Sadece Türkiye için değil, faaliyet gösterdikleri her ülke için bu örgütün, bir tehdit teşkil ettiğini vurgulayan Erdoğan, konuşmasını şöyle sürdürdü:
"Uluslararası veya ulusal birinci derecede, ulusal güvenliğimizi tehdit eden böyle bir örgüte karşı mücadele bizim artık birincil önceliklerimiz içerisinde yer almıştır. Bu örgütün uluslararası bağlantılarını kullanarak, şu anda hükümetimize karşı son derece seviyesiz bir düşmanlık sergilendiğinin de burada altını çiziyorum. Burada sadece bir örnek vermek isterim. Batı'da bu örgütün mensupları bir çok iftiranın yanında hükümetimizin hem El Kaideci hem İrancı olduğu propagandasını yayıyorlar. Bu işlere vakıf olanların, El Kaidecilik ile İrancılığın yan yana gelmeyeceğini çok iyi bilmeleri lazım. Aynı anda birbiriyle taban tabana zıt, hatta birbiriyle çatışan örgütlere bizim destek verdiğimiz yalanlarını yayıyorlar. Sizlerden bunların faaliyetlerine karşı, özellikle de bunların kara propagandalarına karşı son derece dikkatli olmanızı rica ediyorum. Eğer biz gerçekten Avrupa Birliği içinde bir dost olacaksak, dayanışma oluşturacaksak, önce şunu bilmemiz lazım, Türkiye hiçbir terör örgütüne kesinlikle prim vermez. Kaldı ki bizim El Kaide ile verdiğimiz mücadeleyi Türkiye'yi tanıyanlar çok iyi bilir. Şu anda El Kaide terör örgütüne mensup nice kişiler bizim cezaevlerimizdedir ve bunların bazıları da bu ülkeden tamamen default edilmişlerdir. Maalesef bazı ülkelerin bu dezenformasyonun etkisi altında kaldığını görüyoruz. Türkiye ile ilgili, hükümetimiz ve partimizle ilgili bilgi ve haberlerin güvenilir kaynaklardan edinilmesi konusunda sizlerin de hassas olacağına inanıyorum."
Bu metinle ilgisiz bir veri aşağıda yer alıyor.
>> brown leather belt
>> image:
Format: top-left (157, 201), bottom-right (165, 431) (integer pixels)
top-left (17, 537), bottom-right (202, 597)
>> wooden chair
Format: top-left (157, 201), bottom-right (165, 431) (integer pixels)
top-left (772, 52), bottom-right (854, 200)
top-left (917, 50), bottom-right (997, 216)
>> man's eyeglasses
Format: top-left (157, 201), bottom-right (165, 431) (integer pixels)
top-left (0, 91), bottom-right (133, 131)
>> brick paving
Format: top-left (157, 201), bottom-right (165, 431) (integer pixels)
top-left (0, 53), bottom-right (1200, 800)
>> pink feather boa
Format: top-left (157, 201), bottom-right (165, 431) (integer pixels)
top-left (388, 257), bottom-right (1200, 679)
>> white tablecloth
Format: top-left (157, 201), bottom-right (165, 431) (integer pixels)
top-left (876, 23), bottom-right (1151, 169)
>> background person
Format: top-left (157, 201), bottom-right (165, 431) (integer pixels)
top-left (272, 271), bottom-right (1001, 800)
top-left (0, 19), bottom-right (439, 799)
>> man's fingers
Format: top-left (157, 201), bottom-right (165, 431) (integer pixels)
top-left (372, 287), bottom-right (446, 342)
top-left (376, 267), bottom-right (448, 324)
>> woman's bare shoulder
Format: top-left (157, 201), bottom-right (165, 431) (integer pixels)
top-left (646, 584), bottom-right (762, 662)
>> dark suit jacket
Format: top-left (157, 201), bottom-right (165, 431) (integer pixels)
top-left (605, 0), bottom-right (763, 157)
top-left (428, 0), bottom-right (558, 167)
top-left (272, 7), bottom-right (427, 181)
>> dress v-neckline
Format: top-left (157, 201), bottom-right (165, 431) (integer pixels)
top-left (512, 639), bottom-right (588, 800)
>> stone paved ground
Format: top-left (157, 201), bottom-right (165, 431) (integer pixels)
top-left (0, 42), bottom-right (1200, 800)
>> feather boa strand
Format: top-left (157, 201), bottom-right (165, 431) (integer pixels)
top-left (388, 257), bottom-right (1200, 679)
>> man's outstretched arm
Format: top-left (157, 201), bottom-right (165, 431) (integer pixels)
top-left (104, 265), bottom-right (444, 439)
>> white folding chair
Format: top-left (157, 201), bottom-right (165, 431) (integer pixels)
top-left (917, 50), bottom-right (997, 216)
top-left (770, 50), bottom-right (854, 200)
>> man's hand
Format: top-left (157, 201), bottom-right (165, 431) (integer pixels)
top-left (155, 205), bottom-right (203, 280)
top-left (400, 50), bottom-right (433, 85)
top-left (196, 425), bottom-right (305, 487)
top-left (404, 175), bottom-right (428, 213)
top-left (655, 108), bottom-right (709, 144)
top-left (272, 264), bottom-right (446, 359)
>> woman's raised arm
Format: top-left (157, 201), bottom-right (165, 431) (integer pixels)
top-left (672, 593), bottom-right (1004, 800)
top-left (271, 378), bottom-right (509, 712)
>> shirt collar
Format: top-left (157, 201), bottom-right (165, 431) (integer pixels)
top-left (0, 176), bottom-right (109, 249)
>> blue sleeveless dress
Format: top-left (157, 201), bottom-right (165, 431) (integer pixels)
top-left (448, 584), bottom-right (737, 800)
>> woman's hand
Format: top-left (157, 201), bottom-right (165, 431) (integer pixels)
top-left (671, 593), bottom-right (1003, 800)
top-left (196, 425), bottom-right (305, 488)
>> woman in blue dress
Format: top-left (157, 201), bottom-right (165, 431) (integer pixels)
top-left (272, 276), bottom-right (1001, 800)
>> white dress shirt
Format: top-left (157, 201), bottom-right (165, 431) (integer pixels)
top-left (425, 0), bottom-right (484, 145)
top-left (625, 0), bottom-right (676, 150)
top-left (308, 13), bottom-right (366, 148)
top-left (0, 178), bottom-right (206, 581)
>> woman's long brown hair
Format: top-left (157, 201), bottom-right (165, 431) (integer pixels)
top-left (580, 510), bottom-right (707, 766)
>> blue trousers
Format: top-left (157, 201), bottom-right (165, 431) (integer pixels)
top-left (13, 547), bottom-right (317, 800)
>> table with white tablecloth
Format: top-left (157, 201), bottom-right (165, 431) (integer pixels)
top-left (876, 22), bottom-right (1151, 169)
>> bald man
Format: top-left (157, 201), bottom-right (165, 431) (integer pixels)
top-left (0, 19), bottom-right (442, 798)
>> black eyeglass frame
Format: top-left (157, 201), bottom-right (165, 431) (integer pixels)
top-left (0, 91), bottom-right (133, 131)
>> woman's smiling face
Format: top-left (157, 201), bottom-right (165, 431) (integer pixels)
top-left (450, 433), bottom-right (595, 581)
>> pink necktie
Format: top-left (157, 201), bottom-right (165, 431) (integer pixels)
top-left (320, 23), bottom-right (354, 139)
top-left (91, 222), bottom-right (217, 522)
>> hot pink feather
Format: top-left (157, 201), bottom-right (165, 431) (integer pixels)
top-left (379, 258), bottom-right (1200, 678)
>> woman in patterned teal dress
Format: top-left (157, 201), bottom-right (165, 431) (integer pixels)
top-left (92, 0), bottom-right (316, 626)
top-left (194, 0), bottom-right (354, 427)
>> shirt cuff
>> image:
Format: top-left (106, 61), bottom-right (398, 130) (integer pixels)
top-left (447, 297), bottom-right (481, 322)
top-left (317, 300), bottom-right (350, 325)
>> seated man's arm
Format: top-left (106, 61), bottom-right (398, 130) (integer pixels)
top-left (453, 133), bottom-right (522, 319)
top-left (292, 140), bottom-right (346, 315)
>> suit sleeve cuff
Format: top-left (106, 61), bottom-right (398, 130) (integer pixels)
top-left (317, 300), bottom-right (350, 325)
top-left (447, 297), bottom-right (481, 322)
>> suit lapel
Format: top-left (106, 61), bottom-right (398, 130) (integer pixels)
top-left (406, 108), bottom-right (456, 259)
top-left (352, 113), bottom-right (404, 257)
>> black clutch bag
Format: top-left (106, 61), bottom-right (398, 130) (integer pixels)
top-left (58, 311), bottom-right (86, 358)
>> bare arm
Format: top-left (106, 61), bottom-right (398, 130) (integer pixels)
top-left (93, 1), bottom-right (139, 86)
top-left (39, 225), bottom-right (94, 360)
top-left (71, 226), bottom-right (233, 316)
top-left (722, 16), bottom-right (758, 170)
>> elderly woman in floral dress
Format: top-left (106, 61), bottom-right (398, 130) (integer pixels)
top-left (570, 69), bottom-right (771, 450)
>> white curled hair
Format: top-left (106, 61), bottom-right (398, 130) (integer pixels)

"Türkiye'de yeni bir dönem başlıyor"
Başbakan Erdoğan, "Gönül isterdi ki Türkiye başkanlık sistemine geçebilsin ancak Anayasayı değiştirmek bu dönemde de önceki dönemde de mümkün olmadı. Bu yeni sistemin de Türkiye'de başarılı şekilde uygulanacağını düşünüyor, hatta istikrar ve güveni daha da artıracağına inanıyoruz. Eylül başından itibaren Türkiye'de artık yeni bir dönem başlayacak. Bu yeni dönem, reformların daha hızlı, kararlı şekilde yapıldığı bir dönem olacak" dedi.
"Çıkış yolu Irak'ta koalisyon hükümeti kurulması"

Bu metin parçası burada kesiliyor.